First published: 2017/12/06 (6 years ago) Abstract: Training deep neural networks with Stochastic Gradient Descent, or its
variants, requires careful choice of both learning rate and batch size. While
smaller batch sizes generally converge in fewer training epochs, larger batch
sizes offer more parallelism and hence better computational efficiency. We have
developed a new training approach that, rather than statically choosing a
single batch size for all epochs, adaptively increases the batch size during
the training process. Our method delivers the convergence rate of small batch
sizes while achieving performance similar to large batch sizes. We analyse our
approach using the standard AlexNet, ResNet, and VGG networks operating on the
popular CIFAR-10, CIFAR-100, and ImageNet datasets. Our results demonstrate
that learning with adaptive batch sizes can improve performance by factors of
up to 6.25 on 4 NVIDIA Tesla P100 GPUs while changing accuracy by less than 1%
relative to training with fixed batch sizes.
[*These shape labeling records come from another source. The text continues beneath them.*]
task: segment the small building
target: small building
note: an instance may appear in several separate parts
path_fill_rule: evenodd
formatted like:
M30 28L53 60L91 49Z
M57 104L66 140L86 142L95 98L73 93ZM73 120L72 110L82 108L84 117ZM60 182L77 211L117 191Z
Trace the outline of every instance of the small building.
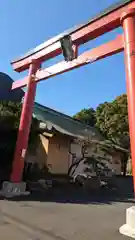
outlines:
M90 140L91 144L87 147L88 155L95 151L97 144L94 141L104 140L96 128L38 103L34 105L33 117L39 121L39 132L36 140L29 146L26 163L27 165L37 163L41 168L47 166L53 174L67 175L74 155L76 158L82 157L82 145L76 143L76 139L82 142ZM100 150L98 156L102 154ZM119 151L113 150L107 158L112 161L111 168L115 167L116 173L120 174Z

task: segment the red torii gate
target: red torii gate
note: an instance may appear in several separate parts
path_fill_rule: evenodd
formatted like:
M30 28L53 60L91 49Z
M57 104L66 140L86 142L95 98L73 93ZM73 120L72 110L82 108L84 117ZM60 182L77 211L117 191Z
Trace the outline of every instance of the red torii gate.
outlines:
M77 50L81 44L120 26L123 27L124 34L78 56ZM43 61L62 53L62 40L67 37L70 38L68 43L72 44L74 57L68 59L69 61L62 61L46 69L41 69L40 66ZM13 161L12 182L20 182L22 179L37 83L123 50L125 52L129 129L135 191L135 0L124 0L111 6L87 24L77 26L48 40L11 63L13 69L17 72L29 69L27 77L15 81L12 85L12 89L27 86Z

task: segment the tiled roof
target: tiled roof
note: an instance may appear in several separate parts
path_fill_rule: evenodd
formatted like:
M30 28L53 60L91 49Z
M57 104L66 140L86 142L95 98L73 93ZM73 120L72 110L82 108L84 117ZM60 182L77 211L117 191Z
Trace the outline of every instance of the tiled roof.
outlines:
M38 103L34 105L33 116L46 124L47 130L54 129L60 133L82 139L103 140L103 137L96 128Z

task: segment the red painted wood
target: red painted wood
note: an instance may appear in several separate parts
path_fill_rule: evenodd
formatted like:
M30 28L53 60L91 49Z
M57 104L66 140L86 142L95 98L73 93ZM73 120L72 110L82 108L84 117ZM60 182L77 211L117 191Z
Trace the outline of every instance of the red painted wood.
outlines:
M44 70L39 70L36 73L35 81L39 82L41 80L47 80L50 77L54 77L56 75L70 71L74 68L90 64L93 61L98 61L102 58L121 52L123 51L123 49L123 36L119 35L116 39L81 54L77 59L73 60L72 62L62 61ZM27 78L28 77L25 77L24 79L13 82L12 89L25 87L27 84Z
M128 119L135 193L135 9L123 13L122 24L125 38Z
M124 7L119 8L118 10L111 12L110 14L104 16L103 18L100 18L96 21L93 21L92 23L89 23L87 26L81 28L78 31L75 31L71 37L72 41L76 45L81 45L85 42L88 42L96 37L99 37L100 35L107 33L121 25L120 23L120 17L124 11L126 11L128 8L135 8L135 1L127 4ZM41 62L53 58L59 54L61 54L61 47L60 42L56 41L53 42L51 39L48 42L48 45L40 51L37 51L36 53L32 54L29 57L24 58L21 61L13 61L12 67L15 71L21 72L29 68L29 64L32 59L37 59ZM51 44L51 42L53 42Z
M34 99L36 93L36 82L34 81L34 74L37 71L37 65L32 63L29 69L29 76L27 79L27 91L24 96L24 103L22 107L20 126L18 130L18 138L16 142L16 150L12 166L11 181L20 182L22 180L22 173L24 168L24 159L26 156L29 131L32 120L32 111L34 106Z

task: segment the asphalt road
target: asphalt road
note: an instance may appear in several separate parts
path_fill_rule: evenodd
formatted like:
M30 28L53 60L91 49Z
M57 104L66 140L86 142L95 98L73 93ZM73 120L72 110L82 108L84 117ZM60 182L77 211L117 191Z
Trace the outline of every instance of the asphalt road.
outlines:
M36 193L23 199L1 200L0 239L129 239L119 233L119 227L125 223L126 208L134 205L132 199L111 193L81 194L80 198L77 194L61 189L50 196Z

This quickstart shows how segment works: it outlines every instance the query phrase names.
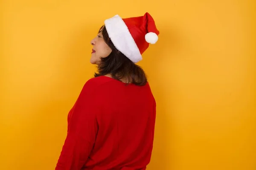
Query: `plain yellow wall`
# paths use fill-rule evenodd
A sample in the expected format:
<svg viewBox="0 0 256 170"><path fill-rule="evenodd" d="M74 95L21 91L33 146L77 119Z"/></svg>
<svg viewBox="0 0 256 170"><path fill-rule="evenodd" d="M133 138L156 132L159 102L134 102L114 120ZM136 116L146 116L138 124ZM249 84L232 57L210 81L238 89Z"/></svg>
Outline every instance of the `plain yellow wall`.
<svg viewBox="0 0 256 170"><path fill-rule="evenodd" d="M256 169L255 0L2 0L0 169L53 170L105 19L151 14L148 170Z"/></svg>

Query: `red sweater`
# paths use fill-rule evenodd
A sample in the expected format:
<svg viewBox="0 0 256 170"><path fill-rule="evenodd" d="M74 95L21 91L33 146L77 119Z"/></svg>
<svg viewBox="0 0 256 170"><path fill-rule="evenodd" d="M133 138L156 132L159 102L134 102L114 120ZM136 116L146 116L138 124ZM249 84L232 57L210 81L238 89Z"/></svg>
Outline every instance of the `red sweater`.
<svg viewBox="0 0 256 170"><path fill-rule="evenodd" d="M139 86L105 76L90 79L68 114L55 170L145 170L155 116L148 82Z"/></svg>

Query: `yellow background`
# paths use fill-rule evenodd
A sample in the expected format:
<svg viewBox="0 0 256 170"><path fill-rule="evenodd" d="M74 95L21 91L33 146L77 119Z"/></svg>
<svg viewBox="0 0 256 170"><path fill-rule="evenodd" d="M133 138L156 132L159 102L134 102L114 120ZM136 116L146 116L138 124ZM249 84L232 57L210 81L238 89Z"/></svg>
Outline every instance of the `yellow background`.
<svg viewBox="0 0 256 170"><path fill-rule="evenodd" d="M2 0L0 169L54 169L105 19L148 12L138 64L157 102L148 170L256 169L255 0Z"/></svg>

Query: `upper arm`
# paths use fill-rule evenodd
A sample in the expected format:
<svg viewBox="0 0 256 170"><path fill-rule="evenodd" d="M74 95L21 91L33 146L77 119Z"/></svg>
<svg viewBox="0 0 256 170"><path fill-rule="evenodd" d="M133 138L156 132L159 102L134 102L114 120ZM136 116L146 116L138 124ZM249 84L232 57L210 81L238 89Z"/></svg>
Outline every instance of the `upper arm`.
<svg viewBox="0 0 256 170"><path fill-rule="evenodd" d="M86 85L69 119L67 136L55 170L80 170L95 142L98 131L96 96Z"/></svg>

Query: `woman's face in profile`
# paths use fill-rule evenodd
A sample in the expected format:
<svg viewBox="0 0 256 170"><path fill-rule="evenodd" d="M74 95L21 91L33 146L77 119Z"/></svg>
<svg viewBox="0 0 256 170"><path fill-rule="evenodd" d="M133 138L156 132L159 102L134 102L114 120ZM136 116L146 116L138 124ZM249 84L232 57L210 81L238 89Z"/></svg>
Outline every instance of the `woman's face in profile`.
<svg viewBox="0 0 256 170"><path fill-rule="evenodd" d="M99 31L97 36L90 42L93 47L90 62L93 64L99 65L101 61L101 57L106 57L112 52L110 47L104 41L102 31L102 29L103 28Z"/></svg>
**TL;DR**: You can increase batch size in advanced phases of training without hurting accuracy and gaining some speedup. You should multiply the learning rate by the same value you multiplied batch size.
**Long version**: Authors propose to increase batch size gradually, starting with a small batch size $r$, and then progressively increase the batch size while adapting the learning rate $\alpha$ so that the ratio $\alpha/r$ remains constant (without taking in account scheduled LR reduce). In this paper, they double the batch size by schedule. At the same time, learning rate is decayed and then multiplied by 2 to compensate batch size increase: if in baseline lr is multiplied by $0.375$, it is multiplied by $0.75$ now.
The experiments on CIFAR-100 dataset show that the gradual increase of batch size allows to converge to the same values as constant small batch size. However, bigger batches allow faster training, providing $\times 1.5$ speedup on AlexNet, and around $\times 1.2$ speedup on ResNet and VGG, for both forward and backward passes on single GPU.
On multiple GPUs the approach allows to further increase batchsize. On fortunate setups authors manage to get up to $\times 1.6$ speedup compared to constant batch size equal to initial value, while the error is almost unchanged. For bigger batch sizes lr warmup is used.
For ImageNet, same behavior is shown for accuracy: gradual increase of batch size converges to same values as setup with initial batch size. Since authors haven't access to a system capable of processing large batches on ImageNet, no performance results are reported.